Monsieur le Président, Cher-e-s collègues,
L’été qui vient de s’achever, est celui d’un nouveau genre, un genre qui est amené à se reproduire et à s’aggraver si on en croit les experts du climat que nous avons collectivement que trop peu écoutés jusqu’à présent. Les canicules se sont succédé comme jamais, atteignant parfois ici en Bretagne des records inégalés, la sécheresse qui nous frappe est totalement inédite, elle est toujours en cours. Nous sommes condamnés à espérer un automne et hiver très pluvieux permettant de recharger nos nappes phréatiques et nos milieux naturels en humidité. Ces phénomènes extrêmes, évidemment, n’ont pas été sans conséquences, nous l’avons tous constaté, les incendies se sont succédé en Bretagne et ici dans le Morbihan. Nous voulons, comme vous, remercier et féliciter les sapeurs-pompiers morbihannais et celles et ceux qui sont venus d’autres départements pour stopper les incendies. Notre collectivité devra dans les années à venir adapter ses dispositifs aux nouveaux enjeux qui font face à nous, cela passe évidemment par une augmentation du nombre de sapeurs-pompiers professionnels et volontaires.

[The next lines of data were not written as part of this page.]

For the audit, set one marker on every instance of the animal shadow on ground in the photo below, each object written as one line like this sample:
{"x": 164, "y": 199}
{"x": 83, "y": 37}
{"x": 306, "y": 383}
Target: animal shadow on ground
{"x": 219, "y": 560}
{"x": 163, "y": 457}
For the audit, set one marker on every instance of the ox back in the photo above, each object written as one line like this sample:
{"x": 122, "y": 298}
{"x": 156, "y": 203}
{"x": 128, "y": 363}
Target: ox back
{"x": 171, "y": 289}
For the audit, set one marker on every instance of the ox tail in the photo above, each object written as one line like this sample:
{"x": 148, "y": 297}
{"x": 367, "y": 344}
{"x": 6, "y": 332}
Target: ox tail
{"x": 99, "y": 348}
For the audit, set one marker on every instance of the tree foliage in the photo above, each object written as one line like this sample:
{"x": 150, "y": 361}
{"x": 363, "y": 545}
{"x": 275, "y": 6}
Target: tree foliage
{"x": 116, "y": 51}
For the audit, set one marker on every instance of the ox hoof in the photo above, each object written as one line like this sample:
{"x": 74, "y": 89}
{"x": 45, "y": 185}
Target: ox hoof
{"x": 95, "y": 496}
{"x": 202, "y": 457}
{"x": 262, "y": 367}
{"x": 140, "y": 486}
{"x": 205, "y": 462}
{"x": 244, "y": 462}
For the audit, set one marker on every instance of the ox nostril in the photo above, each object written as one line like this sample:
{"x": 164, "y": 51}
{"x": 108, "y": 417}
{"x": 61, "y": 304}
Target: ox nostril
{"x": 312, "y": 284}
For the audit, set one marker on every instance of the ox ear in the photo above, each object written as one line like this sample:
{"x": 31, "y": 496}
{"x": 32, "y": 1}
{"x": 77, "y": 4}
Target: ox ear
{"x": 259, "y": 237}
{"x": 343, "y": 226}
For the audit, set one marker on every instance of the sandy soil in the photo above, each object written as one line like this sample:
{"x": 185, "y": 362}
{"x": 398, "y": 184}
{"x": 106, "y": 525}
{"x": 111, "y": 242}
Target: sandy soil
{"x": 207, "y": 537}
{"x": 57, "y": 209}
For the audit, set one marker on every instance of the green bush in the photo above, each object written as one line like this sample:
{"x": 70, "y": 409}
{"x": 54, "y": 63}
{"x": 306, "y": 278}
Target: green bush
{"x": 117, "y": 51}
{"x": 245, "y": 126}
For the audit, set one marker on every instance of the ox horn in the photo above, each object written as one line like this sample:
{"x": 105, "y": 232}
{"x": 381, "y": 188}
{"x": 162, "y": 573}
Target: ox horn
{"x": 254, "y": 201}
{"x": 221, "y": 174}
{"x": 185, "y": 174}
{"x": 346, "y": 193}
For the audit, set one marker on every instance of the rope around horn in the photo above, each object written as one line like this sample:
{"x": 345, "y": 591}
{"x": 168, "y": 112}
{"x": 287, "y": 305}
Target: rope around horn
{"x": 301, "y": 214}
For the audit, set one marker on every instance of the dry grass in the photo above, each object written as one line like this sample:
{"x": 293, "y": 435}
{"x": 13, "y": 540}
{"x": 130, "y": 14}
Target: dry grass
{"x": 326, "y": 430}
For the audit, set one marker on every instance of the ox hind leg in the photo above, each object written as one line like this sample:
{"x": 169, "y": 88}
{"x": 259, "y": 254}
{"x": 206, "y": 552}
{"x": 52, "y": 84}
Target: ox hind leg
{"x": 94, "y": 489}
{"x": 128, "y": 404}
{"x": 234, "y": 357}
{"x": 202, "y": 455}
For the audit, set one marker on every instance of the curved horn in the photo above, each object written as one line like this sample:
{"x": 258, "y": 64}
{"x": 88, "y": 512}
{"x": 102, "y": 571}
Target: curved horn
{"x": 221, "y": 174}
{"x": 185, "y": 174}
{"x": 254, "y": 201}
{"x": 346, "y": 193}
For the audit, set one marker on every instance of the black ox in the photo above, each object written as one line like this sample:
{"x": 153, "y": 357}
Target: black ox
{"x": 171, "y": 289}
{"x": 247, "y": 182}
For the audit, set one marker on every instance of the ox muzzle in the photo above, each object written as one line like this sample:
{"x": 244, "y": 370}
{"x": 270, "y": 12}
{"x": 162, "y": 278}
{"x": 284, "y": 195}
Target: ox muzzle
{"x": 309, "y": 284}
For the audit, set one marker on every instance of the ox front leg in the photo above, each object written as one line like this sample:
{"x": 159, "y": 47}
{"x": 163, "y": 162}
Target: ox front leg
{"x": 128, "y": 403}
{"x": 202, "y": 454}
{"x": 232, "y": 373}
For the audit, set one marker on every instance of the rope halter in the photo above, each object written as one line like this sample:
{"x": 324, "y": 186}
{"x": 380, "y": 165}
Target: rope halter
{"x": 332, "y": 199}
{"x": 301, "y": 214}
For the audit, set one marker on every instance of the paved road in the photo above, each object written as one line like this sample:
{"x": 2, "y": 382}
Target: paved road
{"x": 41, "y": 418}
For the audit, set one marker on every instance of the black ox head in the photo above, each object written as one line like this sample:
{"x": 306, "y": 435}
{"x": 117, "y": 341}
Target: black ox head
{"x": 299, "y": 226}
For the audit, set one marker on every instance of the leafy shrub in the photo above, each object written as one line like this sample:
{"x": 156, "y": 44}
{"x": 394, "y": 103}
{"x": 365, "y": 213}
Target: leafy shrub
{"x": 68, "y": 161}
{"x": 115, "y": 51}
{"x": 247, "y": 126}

Mais pour faire face à ces nouveaux enjeux, nous ne pouvons pas uniquement nous appuyer sur un corps de sapeurs-pompiers renforcé. Il nous faut faire grandir la culture du risque au sein des populations du Morbihan. Nous sommes un des pays d’Europe les plus en retard sur cette question, d’autres pays à travers le monde ont su construire cette sensibilité et compétence, il s’agit pour nos populations d’avoir les bons réflexes en cas de phénomène extrême. Ceux-ci peuvent être liés à des incendies puisque nous avons vu que nous ne sommes plus épargnés mais ça peut être aussi en cas de tempêtes majeures, d’inondations, de submersion marine… Le département est légitime pour impulser et renforcer ce type de politique en vue de se préparer à des phénomènes inédits. Il en va de la vie de nos concitoyens. Nous devons mieux nous préparer en cas d’alerte météo orange ou rouge, savoir ne pas se mettre en danger, savoir où trouver les bonnes consignes, savoir pratiquer les gestes de premiers secours…
S’adapter au dérèglement climatique c’est aussi cela !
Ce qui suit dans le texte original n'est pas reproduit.